Larvae were fixed at 6 days in 4% PFA/0.5% gluaraldehyde/0.1M NaPO₄ pH 7.2 overnight at 4°C. Samples were rinsed, incubated in 1% osmium tetroxide in PBS at room temperature, dehydrated in an ethanol series, and then rotated in a 1:1 ratio of 80% ethanol:LR White resin (Electron Microscopy Sciences) for one hour at room temperature, and in a change of the same solution overnight at room temperature. Samples were then equilibrated in 100% LR White 2X for 2 hours, and polymerized. Ultrathin sections (100 nm) were cut then stained with 2% uranyl acetate for 30 min and 0.5% lead citrate for 12 min at room temperature. Sections were visualized on a JOEL100S Transmission Electron Microscope.

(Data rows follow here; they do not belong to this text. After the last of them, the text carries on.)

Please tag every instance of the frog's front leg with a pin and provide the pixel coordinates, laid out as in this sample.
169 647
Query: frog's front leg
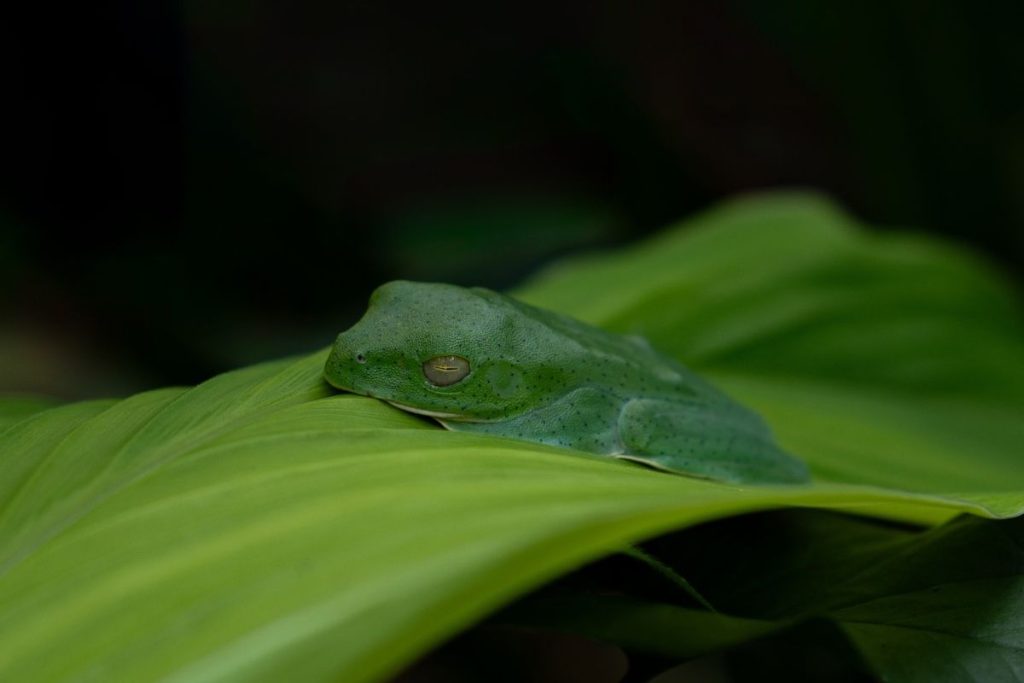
586 419
710 439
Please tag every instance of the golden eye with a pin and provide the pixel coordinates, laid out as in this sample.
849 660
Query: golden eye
445 370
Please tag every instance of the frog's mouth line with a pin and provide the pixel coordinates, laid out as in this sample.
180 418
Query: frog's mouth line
431 414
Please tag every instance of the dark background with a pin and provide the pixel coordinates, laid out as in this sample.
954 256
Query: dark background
192 187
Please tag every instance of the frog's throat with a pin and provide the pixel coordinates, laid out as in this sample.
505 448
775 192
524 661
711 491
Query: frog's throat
455 417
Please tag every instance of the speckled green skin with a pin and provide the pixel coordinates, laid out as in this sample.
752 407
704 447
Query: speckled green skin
539 376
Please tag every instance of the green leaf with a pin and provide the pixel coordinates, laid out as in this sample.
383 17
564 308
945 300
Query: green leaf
881 359
259 527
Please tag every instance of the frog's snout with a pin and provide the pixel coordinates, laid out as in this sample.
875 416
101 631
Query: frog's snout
341 363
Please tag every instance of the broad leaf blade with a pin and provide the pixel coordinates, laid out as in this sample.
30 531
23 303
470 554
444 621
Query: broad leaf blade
258 527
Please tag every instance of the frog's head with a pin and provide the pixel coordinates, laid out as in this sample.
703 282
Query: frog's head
440 350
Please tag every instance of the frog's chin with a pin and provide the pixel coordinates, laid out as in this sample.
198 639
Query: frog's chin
437 415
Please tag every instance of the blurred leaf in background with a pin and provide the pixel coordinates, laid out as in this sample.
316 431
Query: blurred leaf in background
198 187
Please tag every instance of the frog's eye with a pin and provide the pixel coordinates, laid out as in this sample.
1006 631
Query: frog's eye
445 370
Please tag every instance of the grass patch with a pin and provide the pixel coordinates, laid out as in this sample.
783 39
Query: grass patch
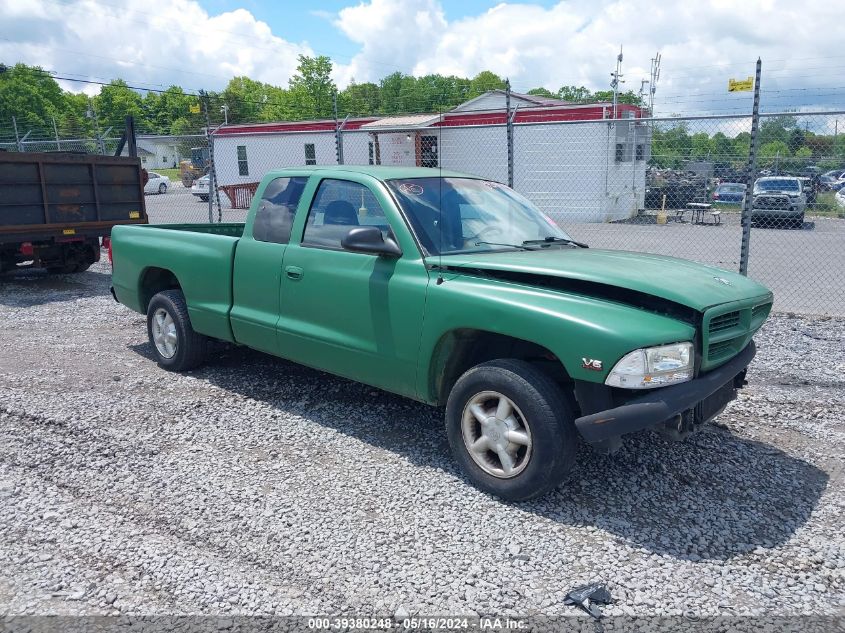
826 206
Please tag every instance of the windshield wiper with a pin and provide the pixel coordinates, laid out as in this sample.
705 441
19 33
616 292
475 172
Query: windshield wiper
555 240
520 246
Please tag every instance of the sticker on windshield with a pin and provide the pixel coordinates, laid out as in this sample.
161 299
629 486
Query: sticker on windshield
411 188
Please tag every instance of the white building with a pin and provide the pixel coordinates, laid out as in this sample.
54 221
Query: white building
571 160
159 151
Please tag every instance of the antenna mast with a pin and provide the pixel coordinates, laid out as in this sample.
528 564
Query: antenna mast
614 83
655 76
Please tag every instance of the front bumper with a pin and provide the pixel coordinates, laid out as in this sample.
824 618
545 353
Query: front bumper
658 406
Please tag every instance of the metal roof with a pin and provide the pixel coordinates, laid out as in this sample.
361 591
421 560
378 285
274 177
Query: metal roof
404 121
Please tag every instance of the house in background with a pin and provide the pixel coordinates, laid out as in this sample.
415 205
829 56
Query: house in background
158 151
571 160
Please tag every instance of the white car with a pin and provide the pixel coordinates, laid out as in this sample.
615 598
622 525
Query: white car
840 198
200 188
157 183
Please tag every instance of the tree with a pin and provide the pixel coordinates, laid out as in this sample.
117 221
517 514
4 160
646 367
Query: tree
115 102
312 87
32 96
542 92
484 81
574 94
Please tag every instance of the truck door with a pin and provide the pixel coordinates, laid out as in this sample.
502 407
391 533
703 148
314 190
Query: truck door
258 264
353 314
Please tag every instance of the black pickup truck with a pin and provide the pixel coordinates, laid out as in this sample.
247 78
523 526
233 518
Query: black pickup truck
55 207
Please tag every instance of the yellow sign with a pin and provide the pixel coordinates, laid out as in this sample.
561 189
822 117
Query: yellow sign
741 85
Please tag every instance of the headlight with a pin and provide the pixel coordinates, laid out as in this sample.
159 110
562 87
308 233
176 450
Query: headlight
653 367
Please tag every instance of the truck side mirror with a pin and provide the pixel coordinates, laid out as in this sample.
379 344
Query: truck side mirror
368 239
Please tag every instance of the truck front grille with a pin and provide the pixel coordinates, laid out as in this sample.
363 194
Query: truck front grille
728 329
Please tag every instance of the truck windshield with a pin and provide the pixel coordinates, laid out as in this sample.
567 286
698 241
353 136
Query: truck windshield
466 215
778 184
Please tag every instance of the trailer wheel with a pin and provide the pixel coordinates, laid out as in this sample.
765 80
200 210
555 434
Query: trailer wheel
176 346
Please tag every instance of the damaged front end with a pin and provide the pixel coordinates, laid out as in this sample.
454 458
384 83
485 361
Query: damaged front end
676 411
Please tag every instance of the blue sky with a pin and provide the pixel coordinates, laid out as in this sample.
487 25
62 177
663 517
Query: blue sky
202 44
312 22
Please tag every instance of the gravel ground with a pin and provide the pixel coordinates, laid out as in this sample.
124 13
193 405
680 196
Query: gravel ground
256 486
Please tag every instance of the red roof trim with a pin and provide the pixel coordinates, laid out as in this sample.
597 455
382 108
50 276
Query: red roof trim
548 114
290 126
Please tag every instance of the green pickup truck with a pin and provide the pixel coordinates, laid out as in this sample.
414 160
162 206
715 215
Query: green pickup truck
455 291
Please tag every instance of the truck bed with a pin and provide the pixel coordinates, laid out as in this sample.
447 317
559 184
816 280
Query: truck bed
200 256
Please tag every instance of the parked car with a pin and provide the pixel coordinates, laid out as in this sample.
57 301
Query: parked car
458 292
829 178
200 188
809 186
729 193
778 199
157 183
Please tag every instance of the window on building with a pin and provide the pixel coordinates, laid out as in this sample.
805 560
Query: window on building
243 166
428 151
274 217
338 206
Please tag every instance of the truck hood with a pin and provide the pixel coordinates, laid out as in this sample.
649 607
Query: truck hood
590 271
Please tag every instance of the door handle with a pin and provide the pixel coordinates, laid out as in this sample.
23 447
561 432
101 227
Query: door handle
293 272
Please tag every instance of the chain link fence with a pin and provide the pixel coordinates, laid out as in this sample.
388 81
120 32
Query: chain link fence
676 186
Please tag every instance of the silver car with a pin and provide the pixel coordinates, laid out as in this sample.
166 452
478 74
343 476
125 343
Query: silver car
777 200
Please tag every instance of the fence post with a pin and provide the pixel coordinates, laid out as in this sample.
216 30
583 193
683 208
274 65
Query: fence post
751 171
56 132
17 136
509 130
338 132
211 184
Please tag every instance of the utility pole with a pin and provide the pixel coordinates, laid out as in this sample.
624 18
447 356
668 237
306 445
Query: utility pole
614 83
654 77
56 132
508 130
751 170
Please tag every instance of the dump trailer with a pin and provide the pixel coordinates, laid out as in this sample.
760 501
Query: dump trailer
56 207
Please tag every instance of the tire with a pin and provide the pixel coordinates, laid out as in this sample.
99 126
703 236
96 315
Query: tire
188 349
542 411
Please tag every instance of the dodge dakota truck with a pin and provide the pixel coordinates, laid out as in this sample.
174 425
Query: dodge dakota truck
458 292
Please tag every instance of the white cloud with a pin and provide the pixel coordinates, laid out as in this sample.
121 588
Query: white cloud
575 42
175 42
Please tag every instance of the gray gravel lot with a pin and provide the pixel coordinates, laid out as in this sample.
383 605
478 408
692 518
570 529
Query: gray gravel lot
253 485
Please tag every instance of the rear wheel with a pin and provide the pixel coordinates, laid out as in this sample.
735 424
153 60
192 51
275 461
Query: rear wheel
175 344
511 429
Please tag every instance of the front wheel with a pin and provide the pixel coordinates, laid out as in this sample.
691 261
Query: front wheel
176 346
511 429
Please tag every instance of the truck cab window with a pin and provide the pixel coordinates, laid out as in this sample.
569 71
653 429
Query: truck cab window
338 206
275 213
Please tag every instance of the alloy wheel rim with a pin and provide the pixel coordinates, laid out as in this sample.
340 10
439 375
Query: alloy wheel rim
496 434
164 333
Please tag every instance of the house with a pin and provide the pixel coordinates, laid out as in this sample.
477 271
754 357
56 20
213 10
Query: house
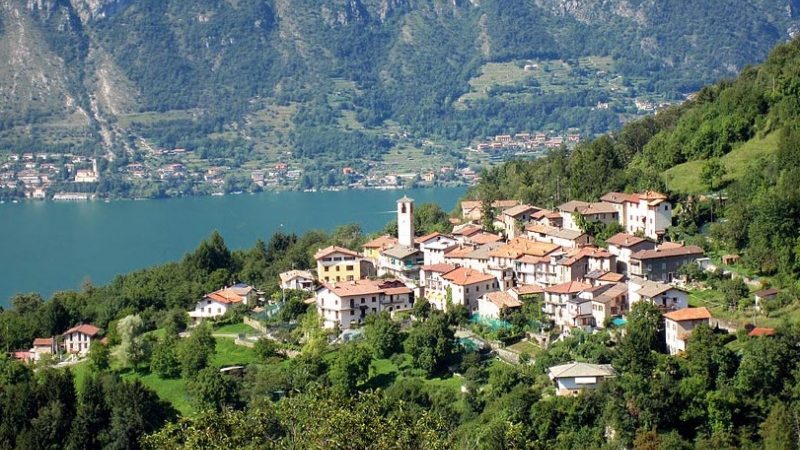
663 262
341 264
571 378
608 301
297 279
347 303
623 245
42 347
467 285
78 339
602 212
665 296
560 236
557 299
373 248
434 246
648 212
679 324
514 216
758 331
433 285
766 294
495 305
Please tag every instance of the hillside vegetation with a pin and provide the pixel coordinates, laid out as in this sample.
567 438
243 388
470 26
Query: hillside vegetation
82 72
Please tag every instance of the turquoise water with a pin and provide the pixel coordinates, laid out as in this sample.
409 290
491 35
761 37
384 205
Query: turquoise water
49 246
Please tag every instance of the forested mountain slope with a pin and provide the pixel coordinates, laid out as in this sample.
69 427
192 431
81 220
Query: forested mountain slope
198 73
741 137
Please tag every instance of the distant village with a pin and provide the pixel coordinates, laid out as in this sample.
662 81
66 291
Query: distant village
531 254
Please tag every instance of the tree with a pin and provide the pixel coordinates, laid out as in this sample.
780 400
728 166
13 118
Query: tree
642 339
712 173
266 349
431 344
350 368
164 361
99 356
134 349
213 390
196 350
382 335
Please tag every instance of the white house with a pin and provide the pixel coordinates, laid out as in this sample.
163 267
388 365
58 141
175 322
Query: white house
218 303
297 279
573 377
665 296
679 325
78 339
346 304
495 305
623 245
467 285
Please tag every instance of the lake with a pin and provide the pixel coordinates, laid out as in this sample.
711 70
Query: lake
50 246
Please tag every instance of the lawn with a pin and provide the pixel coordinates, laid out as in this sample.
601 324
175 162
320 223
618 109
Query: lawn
230 354
235 328
685 178
525 347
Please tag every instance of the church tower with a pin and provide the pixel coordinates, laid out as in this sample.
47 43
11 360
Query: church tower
405 221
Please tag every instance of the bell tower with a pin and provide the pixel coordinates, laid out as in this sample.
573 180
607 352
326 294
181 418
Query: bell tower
405 221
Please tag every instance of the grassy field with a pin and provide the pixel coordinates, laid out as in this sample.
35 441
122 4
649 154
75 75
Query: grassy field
235 328
685 178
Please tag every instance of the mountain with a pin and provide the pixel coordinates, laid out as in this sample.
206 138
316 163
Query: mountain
333 77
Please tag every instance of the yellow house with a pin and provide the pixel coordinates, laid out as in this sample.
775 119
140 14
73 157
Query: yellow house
373 248
340 264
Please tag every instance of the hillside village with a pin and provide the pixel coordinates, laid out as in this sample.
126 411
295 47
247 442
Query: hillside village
531 255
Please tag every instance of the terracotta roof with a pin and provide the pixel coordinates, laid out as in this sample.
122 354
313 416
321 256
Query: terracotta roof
485 238
292 274
399 251
547 230
367 287
580 370
502 300
528 289
519 209
625 240
504 204
43 342
89 330
615 197
688 314
381 242
570 287
573 206
467 229
439 268
464 276
427 237
523 246
660 252
758 331
335 249
767 293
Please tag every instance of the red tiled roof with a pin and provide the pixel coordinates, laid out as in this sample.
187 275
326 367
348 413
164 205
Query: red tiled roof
761 332
89 330
439 268
625 240
464 276
662 252
570 287
688 314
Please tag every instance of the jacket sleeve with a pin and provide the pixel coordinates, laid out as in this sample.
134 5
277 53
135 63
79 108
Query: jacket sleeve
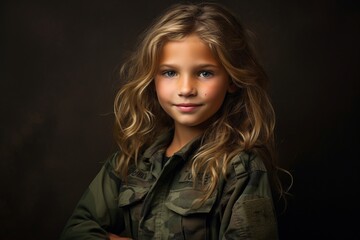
97 212
249 212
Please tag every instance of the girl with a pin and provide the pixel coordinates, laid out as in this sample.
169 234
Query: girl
194 126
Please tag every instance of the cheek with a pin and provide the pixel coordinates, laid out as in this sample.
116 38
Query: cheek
215 92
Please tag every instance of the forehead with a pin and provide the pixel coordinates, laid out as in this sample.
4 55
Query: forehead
188 49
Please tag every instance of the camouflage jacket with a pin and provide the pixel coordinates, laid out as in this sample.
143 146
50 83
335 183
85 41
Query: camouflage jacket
156 201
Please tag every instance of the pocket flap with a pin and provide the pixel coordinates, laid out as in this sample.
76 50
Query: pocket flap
131 194
182 202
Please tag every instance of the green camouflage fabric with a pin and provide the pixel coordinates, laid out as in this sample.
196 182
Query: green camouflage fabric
156 201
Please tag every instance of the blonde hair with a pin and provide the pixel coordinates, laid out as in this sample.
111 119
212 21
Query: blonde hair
246 120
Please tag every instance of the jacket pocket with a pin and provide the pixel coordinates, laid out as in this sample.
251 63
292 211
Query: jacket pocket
192 220
129 195
183 202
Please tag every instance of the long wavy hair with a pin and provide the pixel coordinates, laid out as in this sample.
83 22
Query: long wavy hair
246 119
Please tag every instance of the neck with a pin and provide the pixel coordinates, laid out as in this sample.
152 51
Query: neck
182 136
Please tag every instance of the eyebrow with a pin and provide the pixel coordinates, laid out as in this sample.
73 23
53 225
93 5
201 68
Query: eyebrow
206 65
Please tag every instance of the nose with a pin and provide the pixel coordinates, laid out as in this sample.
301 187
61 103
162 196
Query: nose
187 87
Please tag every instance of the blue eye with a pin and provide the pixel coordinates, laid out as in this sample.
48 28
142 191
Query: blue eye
169 73
205 74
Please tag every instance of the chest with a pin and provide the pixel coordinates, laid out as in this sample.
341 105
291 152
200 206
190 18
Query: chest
160 205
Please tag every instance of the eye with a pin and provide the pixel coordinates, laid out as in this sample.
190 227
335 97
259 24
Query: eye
205 74
169 73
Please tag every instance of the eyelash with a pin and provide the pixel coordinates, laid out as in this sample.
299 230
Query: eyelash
171 73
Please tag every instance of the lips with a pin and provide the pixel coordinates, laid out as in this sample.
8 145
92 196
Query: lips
187 107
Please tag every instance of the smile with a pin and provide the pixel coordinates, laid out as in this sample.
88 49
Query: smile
187 107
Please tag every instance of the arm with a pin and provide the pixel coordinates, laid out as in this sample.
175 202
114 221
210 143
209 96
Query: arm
249 213
97 213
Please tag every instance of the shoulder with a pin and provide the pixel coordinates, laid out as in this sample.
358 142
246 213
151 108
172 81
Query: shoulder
111 164
246 163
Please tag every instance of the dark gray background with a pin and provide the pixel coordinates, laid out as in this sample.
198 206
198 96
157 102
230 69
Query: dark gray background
59 77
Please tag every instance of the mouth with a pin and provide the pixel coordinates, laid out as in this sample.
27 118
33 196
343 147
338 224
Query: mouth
187 107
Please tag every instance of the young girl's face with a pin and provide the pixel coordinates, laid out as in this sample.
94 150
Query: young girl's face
190 83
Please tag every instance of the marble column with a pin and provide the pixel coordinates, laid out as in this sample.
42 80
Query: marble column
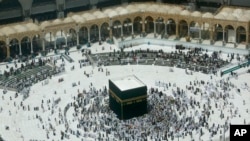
100 37
66 41
110 33
177 30
166 32
77 38
89 35
55 43
132 29
143 26
154 29
121 31
31 47
20 49
8 50
43 44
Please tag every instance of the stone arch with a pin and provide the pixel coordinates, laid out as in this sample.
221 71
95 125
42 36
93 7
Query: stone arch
127 27
194 29
218 32
117 25
183 28
149 24
137 23
14 48
160 25
37 42
105 31
171 27
3 51
83 35
71 37
60 39
94 33
25 46
241 34
205 30
230 34
49 39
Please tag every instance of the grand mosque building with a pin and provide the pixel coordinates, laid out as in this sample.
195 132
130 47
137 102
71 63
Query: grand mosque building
227 25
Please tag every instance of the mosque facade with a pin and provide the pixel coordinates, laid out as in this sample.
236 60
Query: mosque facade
228 25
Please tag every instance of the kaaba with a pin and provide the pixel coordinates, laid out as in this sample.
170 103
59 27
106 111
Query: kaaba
127 97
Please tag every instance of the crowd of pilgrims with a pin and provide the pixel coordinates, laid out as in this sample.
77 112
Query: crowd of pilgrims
177 115
25 68
181 57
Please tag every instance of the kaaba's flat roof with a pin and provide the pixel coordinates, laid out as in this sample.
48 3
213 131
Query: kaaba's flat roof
128 82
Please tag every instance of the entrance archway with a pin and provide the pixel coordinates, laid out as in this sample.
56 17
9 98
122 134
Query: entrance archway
60 39
241 35
26 47
218 31
137 25
194 30
94 33
149 25
14 48
230 34
83 35
117 29
104 31
127 27
205 32
160 26
183 28
3 51
72 37
171 27
49 41
37 44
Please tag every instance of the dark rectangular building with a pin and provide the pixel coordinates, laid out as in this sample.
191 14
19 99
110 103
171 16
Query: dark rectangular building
127 97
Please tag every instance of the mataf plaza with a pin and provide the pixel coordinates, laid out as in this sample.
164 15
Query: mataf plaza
132 72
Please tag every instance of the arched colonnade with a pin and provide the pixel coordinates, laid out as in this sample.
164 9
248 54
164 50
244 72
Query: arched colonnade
71 34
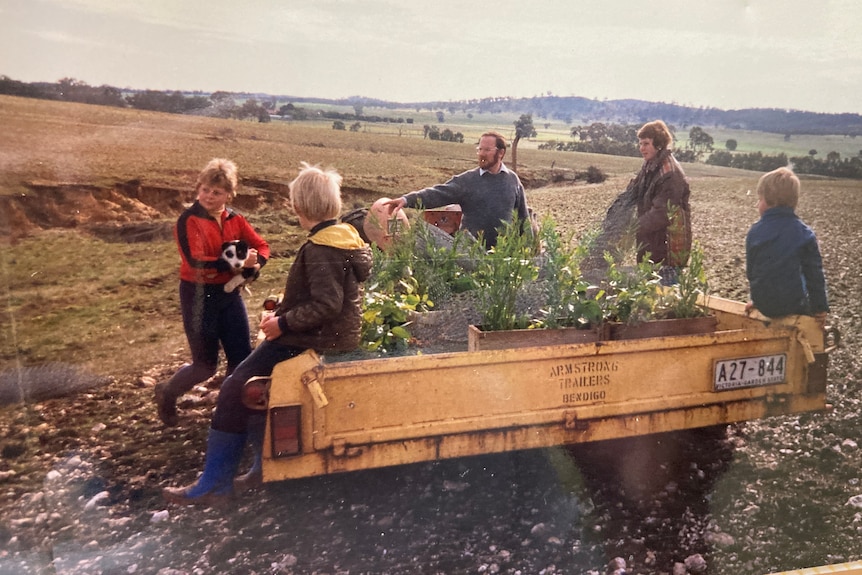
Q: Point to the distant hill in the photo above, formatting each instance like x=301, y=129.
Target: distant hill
x=570, y=109
x=578, y=110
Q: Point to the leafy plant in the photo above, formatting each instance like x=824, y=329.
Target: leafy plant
x=565, y=290
x=630, y=294
x=685, y=299
x=386, y=314
x=501, y=274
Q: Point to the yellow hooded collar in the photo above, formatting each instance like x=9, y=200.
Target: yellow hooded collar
x=342, y=236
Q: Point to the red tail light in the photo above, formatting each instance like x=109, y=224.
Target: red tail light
x=285, y=425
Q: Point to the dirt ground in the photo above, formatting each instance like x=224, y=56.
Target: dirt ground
x=755, y=498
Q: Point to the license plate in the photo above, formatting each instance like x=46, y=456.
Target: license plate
x=750, y=371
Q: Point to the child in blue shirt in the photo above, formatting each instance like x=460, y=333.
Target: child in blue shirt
x=783, y=263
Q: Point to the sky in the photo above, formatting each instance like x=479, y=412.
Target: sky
x=728, y=54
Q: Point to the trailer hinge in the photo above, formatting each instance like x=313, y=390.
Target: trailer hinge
x=341, y=449
x=311, y=381
x=806, y=346
x=572, y=422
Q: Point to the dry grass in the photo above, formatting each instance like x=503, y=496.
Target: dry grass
x=113, y=306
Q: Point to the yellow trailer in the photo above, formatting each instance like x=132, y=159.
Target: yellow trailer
x=332, y=417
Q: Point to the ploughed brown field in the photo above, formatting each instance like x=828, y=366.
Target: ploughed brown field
x=88, y=196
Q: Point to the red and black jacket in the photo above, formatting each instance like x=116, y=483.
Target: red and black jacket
x=199, y=239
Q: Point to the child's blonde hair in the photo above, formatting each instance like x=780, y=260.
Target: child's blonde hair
x=316, y=193
x=658, y=132
x=219, y=173
x=779, y=188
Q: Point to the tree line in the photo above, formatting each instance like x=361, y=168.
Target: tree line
x=621, y=140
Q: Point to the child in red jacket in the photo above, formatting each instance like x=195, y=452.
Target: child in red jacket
x=212, y=318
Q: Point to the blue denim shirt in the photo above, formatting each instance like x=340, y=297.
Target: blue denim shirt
x=783, y=265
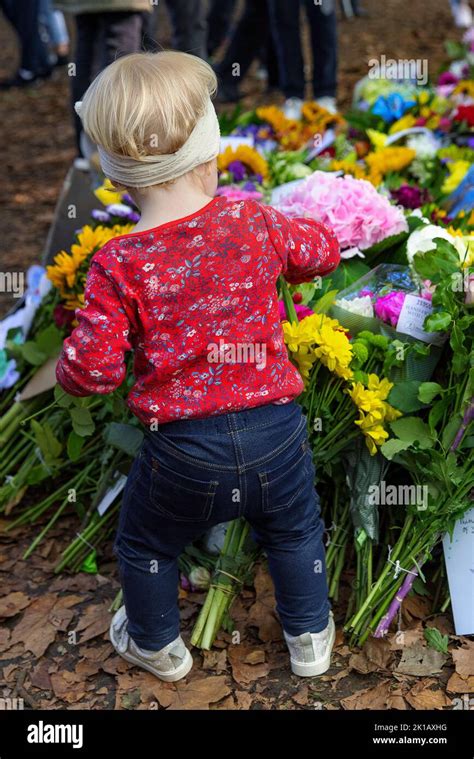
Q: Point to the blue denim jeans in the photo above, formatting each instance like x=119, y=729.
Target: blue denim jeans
x=193, y=474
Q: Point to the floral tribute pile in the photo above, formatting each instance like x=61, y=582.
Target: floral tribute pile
x=384, y=344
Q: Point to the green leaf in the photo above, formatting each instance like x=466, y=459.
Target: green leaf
x=404, y=396
x=48, y=443
x=434, y=264
x=438, y=321
x=50, y=341
x=90, y=563
x=82, y=422
x=412, y=430
x=125, y=437
x=449, y=432
x=394, y=446
x=428, y=390
x=32, y=354
x=63, y=399
x=74, y=445
x=436, y=640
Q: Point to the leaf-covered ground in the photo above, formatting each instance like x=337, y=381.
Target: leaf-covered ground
x=55, y=652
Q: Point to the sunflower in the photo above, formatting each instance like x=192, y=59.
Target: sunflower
x=246, y=155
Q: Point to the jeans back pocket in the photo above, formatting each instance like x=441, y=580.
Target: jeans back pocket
x=179, y=497
x=282, y=485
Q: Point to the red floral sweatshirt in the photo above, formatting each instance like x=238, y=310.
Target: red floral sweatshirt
x=195, y=299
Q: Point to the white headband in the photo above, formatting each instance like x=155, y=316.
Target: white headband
x=201, y=146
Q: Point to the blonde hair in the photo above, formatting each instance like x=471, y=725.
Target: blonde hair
x=147, y=103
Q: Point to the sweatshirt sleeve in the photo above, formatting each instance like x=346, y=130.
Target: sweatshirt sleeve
x=307, y=248
x=92, y=359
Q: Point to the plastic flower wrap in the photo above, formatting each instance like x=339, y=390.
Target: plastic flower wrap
x=358, y=214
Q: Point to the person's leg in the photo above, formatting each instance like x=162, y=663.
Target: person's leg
x=87, y=27
x=188, y=18
x=219, y=21
x=245, y=43
x=149, y=41
x=285, y=26
x=290, y=530
x=121, y=34
x=323, y=28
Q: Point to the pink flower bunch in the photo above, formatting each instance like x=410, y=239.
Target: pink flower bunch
x=357, y=213
x=301, y=311
x=388, y=307
x=233, y=192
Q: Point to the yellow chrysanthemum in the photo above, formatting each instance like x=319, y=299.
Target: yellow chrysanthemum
x=107, y=194
x=375, y=434
x=457, y=172
x=406, y=122
x=390, y=159
x=367, y=401
x=334, y=351
x=378, y=139
x=246, y=155
x=465, y=87
x=380, y=386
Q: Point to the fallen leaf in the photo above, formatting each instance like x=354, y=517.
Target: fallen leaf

Briefly, Optokinetic Response (OKR) was measured according to protocol modified from Rinner et al., 2005 37, at 5 dpf in WT, moe^b781, and epb4.1l5^long mRNA injected moe^b781 mutants that were immobilized in a drop of 2% Methyl Cellulose. A dissecting scope was used to visualize Tracked eye Movements (TM) per minute in response to a moving visual stimulus. Cycling vertical lines were generated with Optomotor 1.2 software (f, 1Hz; λ, 120 pxls; speed, 5), and rear projected with an inFocus LCD digital projector on a 180° curved screen approximately 4.5 cm from larvae (Optomotor 1.2 software was generously provided by Harold Burgess).